POLITICA

Sala e Milano, che prima o poi sarà “pronta” per una via a Craxi

Sala e Milano, che prima o poi sarà “pronta” per una via a Craxi 1985 ROMA. CONVEGNO SU TELEVISIONE E INFORMAZIONE AL JOLLY HOTEL. NELLA FOTO IL PRESIDENTE DEL CONSIGLIO BETTINO CRAXI CON SILVIO BERLUSCONI

Prima o poi ci riusciranno, a intitolare una via a Craxi, nella nostra Milano. Il progetto torna, ciclico e inesorabile. Ogni anniversario è buono per rilanciare la proposta. Che la ripetano i figli, è umanamente comprensibile. Ma dedicare una via o una piazza non è una mozione d’affetto filiale, è una scelta civica, culturale e politica. In occasione del diciassettesimo anniversario della morte dell’ex segretario socialista, il sindaco Giuseppe Sala “riapre il dibattito”, lasciando aperta la possibilità: “Io sono favorevole a riaprire il dibattito”, ha dichiarato. Poi ha fatto l’anguilla, come al solito: “Senza dare un giudizio, che è ancora complesso. Non so se Milano sia pronta o meno, bisogna ascoltare la città. Certamente, è giusto interrogarsi per capirlo. Quindi bene almeno il dibattito”.

Capito? Milano “non è ancora pronta”: come dire che presto lo sarà, che prima o poi ce la faremo, a intitolare una via o una piazza a Bettino. Quando riusciremo a far tacere quegli stupidi giustizialisti che ancora ripetono che è un condannato per fatti di corruzione morto latitante all’estero per sfuggire alla giustizia del suo Paese. Quando riusciremo a seppellire la memoria, che ci ricorda che Craxi fu uno dei perni del sistema di corruzione che divorò la Prima Repubblica e portò il Paese sull’orlo del crac, con un debito pubblico che ancora oggi ci pesa addosso.

Intanto c’è chi una via a Craxi l’ha già dedicata: è il sindaco di Sesto San Giovanni Roberto Di Stefano, di Forza Italia, uno che è stato indagato dalla Corte dei conti della Lombardia che gli ha contestato di essersi intascato illegittimamente 62 mila euro, soldi pubblici, da una società di cui era amministratore delegato (e che poi è miseramente fallita). Per non farsi mancare niente, Di Stefano annuncia che dedicherà anche un giardino a Gianfranco Miglio, quello che dichiarava cose così: “Io sono per il mantenimento anche della mafia e della ’Ndrangheta. Il Sud deve darsi uno statuto poggiante sulla personalità del comando”; e che, secondo il boss Giuseppe Graviano (intercettato) era “sceso in Sicilia perché aveva un bel progetto” e “s’incontrò pure con Nitto”, cioè con Santapaola, il capo di Cosa nostra a Catania.

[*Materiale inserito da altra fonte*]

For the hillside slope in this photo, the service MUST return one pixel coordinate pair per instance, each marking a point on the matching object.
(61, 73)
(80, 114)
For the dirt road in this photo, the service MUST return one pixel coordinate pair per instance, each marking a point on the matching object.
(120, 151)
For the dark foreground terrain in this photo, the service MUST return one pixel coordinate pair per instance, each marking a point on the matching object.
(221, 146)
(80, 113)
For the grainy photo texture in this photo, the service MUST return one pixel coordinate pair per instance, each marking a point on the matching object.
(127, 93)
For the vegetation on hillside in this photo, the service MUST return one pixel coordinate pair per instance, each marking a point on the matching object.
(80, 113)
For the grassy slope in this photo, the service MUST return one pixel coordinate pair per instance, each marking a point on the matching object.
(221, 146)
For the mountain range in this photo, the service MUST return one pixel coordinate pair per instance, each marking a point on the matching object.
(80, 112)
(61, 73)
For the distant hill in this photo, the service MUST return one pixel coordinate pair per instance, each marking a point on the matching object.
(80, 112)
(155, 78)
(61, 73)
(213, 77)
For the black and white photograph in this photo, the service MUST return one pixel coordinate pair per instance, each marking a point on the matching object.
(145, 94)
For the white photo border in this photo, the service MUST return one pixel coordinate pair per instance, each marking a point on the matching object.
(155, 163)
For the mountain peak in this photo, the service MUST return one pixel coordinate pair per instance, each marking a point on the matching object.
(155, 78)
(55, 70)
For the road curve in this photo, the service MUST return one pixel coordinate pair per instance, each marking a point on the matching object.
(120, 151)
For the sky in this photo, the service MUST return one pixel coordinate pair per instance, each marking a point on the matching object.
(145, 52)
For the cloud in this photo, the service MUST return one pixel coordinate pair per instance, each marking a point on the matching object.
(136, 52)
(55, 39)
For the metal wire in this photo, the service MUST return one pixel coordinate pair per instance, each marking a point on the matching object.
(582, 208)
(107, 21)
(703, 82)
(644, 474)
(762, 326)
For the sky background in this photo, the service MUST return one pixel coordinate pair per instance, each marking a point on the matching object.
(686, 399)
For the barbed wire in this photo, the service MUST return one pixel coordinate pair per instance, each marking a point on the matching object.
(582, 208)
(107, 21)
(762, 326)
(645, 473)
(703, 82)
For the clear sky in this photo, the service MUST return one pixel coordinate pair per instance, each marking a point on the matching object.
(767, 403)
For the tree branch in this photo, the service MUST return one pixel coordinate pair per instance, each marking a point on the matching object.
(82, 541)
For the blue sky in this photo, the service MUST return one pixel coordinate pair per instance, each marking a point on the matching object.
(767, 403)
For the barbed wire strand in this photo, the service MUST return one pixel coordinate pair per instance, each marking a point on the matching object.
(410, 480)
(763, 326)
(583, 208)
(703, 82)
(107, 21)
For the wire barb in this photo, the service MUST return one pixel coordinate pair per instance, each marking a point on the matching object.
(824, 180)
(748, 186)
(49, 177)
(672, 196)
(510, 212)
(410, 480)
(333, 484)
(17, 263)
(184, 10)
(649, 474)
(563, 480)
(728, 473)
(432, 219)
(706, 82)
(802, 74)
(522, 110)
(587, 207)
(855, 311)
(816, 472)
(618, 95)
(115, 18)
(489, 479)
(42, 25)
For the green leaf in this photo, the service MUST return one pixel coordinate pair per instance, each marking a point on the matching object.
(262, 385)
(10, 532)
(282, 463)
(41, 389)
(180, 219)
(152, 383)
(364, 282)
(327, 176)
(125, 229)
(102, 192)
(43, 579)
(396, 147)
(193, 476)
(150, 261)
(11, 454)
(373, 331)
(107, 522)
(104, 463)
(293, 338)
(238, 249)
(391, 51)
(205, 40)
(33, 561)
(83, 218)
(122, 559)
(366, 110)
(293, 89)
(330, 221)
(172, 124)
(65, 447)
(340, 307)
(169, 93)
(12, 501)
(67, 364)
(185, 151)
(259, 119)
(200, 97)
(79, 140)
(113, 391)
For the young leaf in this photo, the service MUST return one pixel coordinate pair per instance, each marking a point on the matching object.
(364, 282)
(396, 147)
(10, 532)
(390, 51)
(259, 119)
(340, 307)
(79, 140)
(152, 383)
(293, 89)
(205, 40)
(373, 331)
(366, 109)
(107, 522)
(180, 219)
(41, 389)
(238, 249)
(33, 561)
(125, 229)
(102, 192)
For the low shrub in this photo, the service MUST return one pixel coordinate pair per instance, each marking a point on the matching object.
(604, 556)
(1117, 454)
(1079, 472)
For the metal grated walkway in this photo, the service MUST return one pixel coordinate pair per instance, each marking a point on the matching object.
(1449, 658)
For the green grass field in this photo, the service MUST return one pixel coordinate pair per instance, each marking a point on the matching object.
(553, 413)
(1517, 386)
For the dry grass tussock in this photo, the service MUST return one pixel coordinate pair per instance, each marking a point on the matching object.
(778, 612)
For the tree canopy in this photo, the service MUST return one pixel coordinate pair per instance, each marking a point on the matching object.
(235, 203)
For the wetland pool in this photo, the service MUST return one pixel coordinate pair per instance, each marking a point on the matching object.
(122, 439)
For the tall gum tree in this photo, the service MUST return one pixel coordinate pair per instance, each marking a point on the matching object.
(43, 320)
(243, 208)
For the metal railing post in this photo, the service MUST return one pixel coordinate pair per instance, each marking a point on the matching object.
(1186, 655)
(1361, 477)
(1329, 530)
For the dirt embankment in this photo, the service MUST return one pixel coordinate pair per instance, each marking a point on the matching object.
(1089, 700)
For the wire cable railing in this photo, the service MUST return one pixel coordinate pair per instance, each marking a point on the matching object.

Anche Andrea Orlando, dimenticando di essere il ministro della Giustizia e non della Latitanza, ha dichiarato che Craxi è “una figura importante e controversa della sinistra, che commise errori, ma fu portatrice di grandi innovazioni e di ipotesi di modernizzazione del Paese”. Discutiamone. Per il ministro Orlando, “questa discussione consente di legare la figura di Craxi non soltanto agli errori, che pure ci furono, ma anche a un’idea di innovazione che Craxi propose a un Paese che da molto tempo non vedeva un’idea di trasformazione della politica”. Effettivamente la politica del Caf (Craxi-Andreotti-Forlani) si trasformò in un grande banchetto di tangenti, di finanziamenti illegali ai partiti, di denaro pubblico sperperato per opere a volte inutili, e che anche quando erano utili, se confrontate con opere simili realizzate in altri Paesi europei, costavano il triplo e venivano terminate nel doppio del tempo.

Ma ce la faranno. Prima o poi, come dice Sala, “Milano sarà pronta”. Giangiacomo Schiavi, sul Corriere delle sera, ha ricordato che, prima che a Craxi, magari si potrebbe intitolare una via a Pietro Bucalossi, medico, uomo onesto, sindaco di Milano dal 1964 al 1967, pioniere della lotta ai tumori. Chissà, poi, se arriverà prima l’intitolazione di una via a Craxi, oppure la cancellazione delle vie dedicate ai professori che aderirono al Manifesto della razza o ad altri razzisti e antisemiti.